He must be, 'cause Scal & Tony(yes, they are scrubs, but better scrubs) are both better rebounders & much more valuable to this team than Collins would ever be. Only thing he's serviceable at is post defense. And if you look at the highlights from last night's NOH-NJN game you can see how terrible he is: late in the 4th Cris Paul took the ball from him (after he rebounded Paul's miss), passed it to Mo-Pete & then Collins fouled Mo on a made three.


----------



## c_dog (Sep 15, 2002)

tony allen was playing spectacular ball last year before his injury. i actually think he's one of the better talents on this team, especially when you consider his youth.

Brown would be awesome(though i was hoping they'd get skinner last offseason) but I say no to Webber. We want veterans, not proven chokers/losers.


----------



## Aznboi812 (Nov 9, 2005)

t.allen for ryan gomes???


----------



## Avalanche (Nov 17, 2005)

Aznboi812 said:


> t.allen for ryan gomes???


Minny says no


i do think We should put allen on the block though, see if he has ANY value


----------



## knicksfan89 (Jan 6, 2005)

trades? when we are 6-0 forget it man we are perfect as it is


----------



## Avalanche (Nov 17, 2005)

knicksfan89 said:


> trades? when we are 6-0 forget it man we are perfect as it is


Good? yes.. Great... well yeah, but perfect? not so much, we could really use a back up center, and maybe a vet PG before we are totally complete.

no complaints though of course


----------



## TheTruth34 (Jul 22, 2006)

I was at the game last night and i thought scalabrine played pretty decent, but none the less a backup point guard with ball handling skills is needed on our roster. we got rondo who is a scorer with good defense and then eddie house who is more an undersized 2 who jacks up 3's and cant play defense. so heres a trade...what do you think?

http://games.espn.go.com/nba/features/traderesult?players=2367~1021~1051&teams=10~10~2&te=&cash=


----------



## TheTruth34 (Jul 22, 2006)

or this...lol
doubt miami would take it, but it worked out on the machine.

http://games.espn.go.com/nba/features/traderesult?players=1021~580&teams=14~2&te=&cash=


----------



## Avalanche (Nov 17, 2005)

lol no chance in hell Miami even looks at it.

Problem with the first trade is it then leaves us a little thin on the wings off the bench.


----------



## TheTruth34 (Jul 22, 2006)

i think this one is realistic and nails what we need on the head. a proven veteran guard who could possibly even step in and start for us.

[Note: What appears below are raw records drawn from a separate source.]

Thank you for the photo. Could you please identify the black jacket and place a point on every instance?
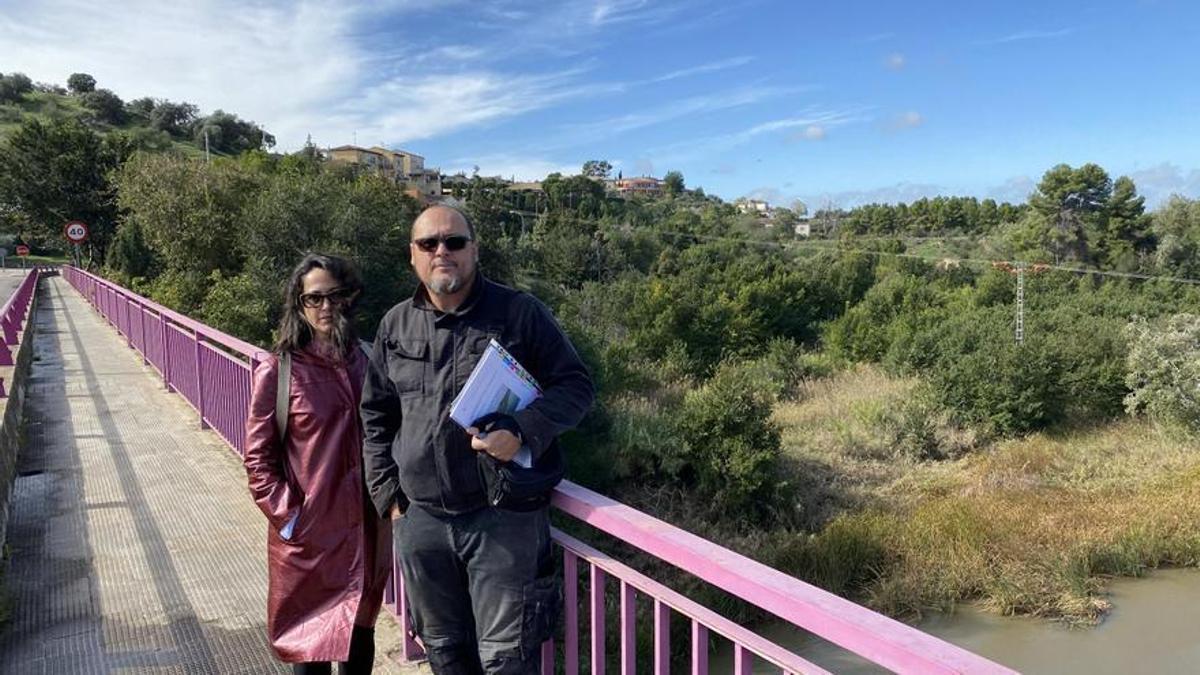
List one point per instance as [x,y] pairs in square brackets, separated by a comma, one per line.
[413,452]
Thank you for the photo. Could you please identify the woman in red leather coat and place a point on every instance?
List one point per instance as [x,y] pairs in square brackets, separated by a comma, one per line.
[328,551]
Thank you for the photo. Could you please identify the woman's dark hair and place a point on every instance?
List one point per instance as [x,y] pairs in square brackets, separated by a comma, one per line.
[294,332]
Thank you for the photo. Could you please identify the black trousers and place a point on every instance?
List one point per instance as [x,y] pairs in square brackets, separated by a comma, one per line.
[481,587]
[361,658]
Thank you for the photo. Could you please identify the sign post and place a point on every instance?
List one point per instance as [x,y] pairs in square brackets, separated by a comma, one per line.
[76,232]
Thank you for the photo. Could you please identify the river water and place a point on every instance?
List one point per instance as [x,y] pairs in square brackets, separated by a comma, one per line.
[1153,627]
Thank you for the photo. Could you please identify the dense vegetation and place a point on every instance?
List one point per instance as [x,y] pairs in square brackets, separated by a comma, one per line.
[727,351]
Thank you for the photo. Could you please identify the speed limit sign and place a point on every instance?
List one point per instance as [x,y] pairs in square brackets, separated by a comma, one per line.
[76,231]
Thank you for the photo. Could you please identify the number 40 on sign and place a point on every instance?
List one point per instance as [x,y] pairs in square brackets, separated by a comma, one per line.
[76,231]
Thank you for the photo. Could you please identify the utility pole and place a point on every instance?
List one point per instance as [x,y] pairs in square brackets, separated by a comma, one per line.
[1020,304]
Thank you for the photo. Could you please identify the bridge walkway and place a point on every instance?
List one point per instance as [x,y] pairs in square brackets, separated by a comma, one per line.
[135,545]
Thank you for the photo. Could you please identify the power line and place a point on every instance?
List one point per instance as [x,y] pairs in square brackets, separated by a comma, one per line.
[821,246]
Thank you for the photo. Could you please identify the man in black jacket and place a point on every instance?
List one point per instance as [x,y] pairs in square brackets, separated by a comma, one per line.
[479,579]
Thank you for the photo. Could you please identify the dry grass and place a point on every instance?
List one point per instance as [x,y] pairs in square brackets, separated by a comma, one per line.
[1027,526]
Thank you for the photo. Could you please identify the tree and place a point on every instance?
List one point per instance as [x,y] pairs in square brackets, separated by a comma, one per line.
[673,183]
[175,119]
[227,133]
[107,106]
[1126,228]
[13,87]
[81,83]
[597,168]
[141,108]
[1164,370]
[1177,230]
[1075,202]
[58,171]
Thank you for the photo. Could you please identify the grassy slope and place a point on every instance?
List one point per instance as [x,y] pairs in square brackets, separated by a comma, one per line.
[1026,526]
[45,106]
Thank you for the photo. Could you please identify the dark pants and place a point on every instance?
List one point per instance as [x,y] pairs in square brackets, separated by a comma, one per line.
[361,658]
[481,587]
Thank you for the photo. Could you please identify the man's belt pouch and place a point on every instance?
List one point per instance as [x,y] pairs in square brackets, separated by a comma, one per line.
[515,488]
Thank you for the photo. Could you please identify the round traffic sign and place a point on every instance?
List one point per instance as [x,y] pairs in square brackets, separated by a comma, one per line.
[76,231]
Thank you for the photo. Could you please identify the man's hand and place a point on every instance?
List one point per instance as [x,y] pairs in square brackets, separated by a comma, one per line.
[502,443]
[496,434]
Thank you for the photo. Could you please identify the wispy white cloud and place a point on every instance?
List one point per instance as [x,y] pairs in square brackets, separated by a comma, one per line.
[910,119]
[1015,190]
[811,132]
[687,107]
[517,167]
[725,64]
[1023,35]
[894,193]
[819,120]
[295,69]
[409,108]
[605,12]
[876,37]
[1158,183]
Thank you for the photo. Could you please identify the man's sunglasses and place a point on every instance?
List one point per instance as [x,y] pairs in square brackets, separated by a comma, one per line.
[337,297]
[454,243]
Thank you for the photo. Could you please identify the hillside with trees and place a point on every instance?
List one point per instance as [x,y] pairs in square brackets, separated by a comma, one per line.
[60,144]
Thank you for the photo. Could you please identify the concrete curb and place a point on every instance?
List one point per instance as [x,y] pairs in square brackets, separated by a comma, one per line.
[12,412]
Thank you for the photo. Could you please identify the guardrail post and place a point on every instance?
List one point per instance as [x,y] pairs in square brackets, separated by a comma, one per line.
[142,326]
[199,381]
[166,352]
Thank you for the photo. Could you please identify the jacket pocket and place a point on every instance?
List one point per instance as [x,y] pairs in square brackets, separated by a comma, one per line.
[406,365]
[543,604]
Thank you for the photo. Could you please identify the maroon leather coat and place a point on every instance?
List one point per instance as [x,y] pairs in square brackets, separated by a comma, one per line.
[330,574]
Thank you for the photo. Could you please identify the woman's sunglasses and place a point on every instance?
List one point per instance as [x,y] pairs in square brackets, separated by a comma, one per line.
[337,297]
[454,243]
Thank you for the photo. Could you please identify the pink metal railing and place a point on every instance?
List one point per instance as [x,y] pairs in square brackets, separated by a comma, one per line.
[12,318]
[211,371]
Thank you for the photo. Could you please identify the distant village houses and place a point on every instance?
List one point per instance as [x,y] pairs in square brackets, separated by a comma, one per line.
[756,207]
[406,168]
[645,185]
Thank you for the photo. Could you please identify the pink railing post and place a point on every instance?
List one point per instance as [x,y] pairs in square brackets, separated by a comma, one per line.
[743,661]
[661,638]
[199,381]
[628,629]
[571,599]
[142,326]
[166,352]
[699,649]
[597,620]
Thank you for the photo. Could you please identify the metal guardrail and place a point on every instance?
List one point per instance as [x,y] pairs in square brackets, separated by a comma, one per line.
[12,318]
[213,372]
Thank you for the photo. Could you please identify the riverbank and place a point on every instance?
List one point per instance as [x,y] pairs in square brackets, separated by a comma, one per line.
[1031,526]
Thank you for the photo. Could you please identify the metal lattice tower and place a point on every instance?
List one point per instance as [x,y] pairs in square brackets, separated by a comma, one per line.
[1020,304]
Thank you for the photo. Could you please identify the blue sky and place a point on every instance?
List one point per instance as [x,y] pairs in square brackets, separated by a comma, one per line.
[839,103]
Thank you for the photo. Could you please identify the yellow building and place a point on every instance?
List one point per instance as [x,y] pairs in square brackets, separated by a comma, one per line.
[405,168]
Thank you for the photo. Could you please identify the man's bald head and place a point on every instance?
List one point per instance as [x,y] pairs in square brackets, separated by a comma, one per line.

http://games.espn.go.com/nba/features/traderesult?players=2367~1021~183&teams=27~27~2&te=&cash=


----------



## TheTruth34 (Jul 22, 2006)

TheTruth34 said:


> i think this one is realistic and nails what we need on the head. a proven veteran guard who could possibly even step in and start for us.
> 
> http://games.espn.go.com/nba/features/traderesult?players=2367~1021~183&teams=27~27~2&te=&cash=


oh p.s. daniels is capable of putting up 10 to 11 points and 5 assists a night, but keep in mind he doesnt get much playing time since hes behind arenas.


----------



## Avalanche (Nov 17, 2005)

Tony Allen for Brevin Knight straight up should work


----------



## TheTruth34 (Jul 22, 2006)

Avalanche said:


> Tony Allen for Brevin Knight straight up should work


yea ill have to try it later im at school and first period is about to end so i gotta go lol, but ive always wanted to see brevin knight in boston. good player. i like it.


----------



## Avalanche (Nov 17, 2005)

someone found a new toy lol

trust me it works, after Dec 15th


----------



## P-Dub34 (May 19, 2005)

I'd prefer a guard who could shoot the rock a lot better than Knight, but he'd look like Reggie Miller after Rondo.

This is who we should be swinging a trade for.


----------



## Avalanche (Nov 17, 2005)

Again, Tony Allen works straight up... but i dont know if any gm's are going to give up value for him at this point


----------



## E.H. Munro (Jun 22, 2004)

P-Dub34 said:


> I'd prefer a guard who could shoot the rock a lot better than Knight, but he'd look like Reggie Miller after Rondo.
> 
> This is who we should be swinging a trade for.


No, this is the guy that they should be chasing.


----------



## Avalanche (Nov 17, 2005)

ehmunro said:


> No, this is the guy that they should be chasing.


Powe/Wallace for Head?

Maybe Houston could use the size


----------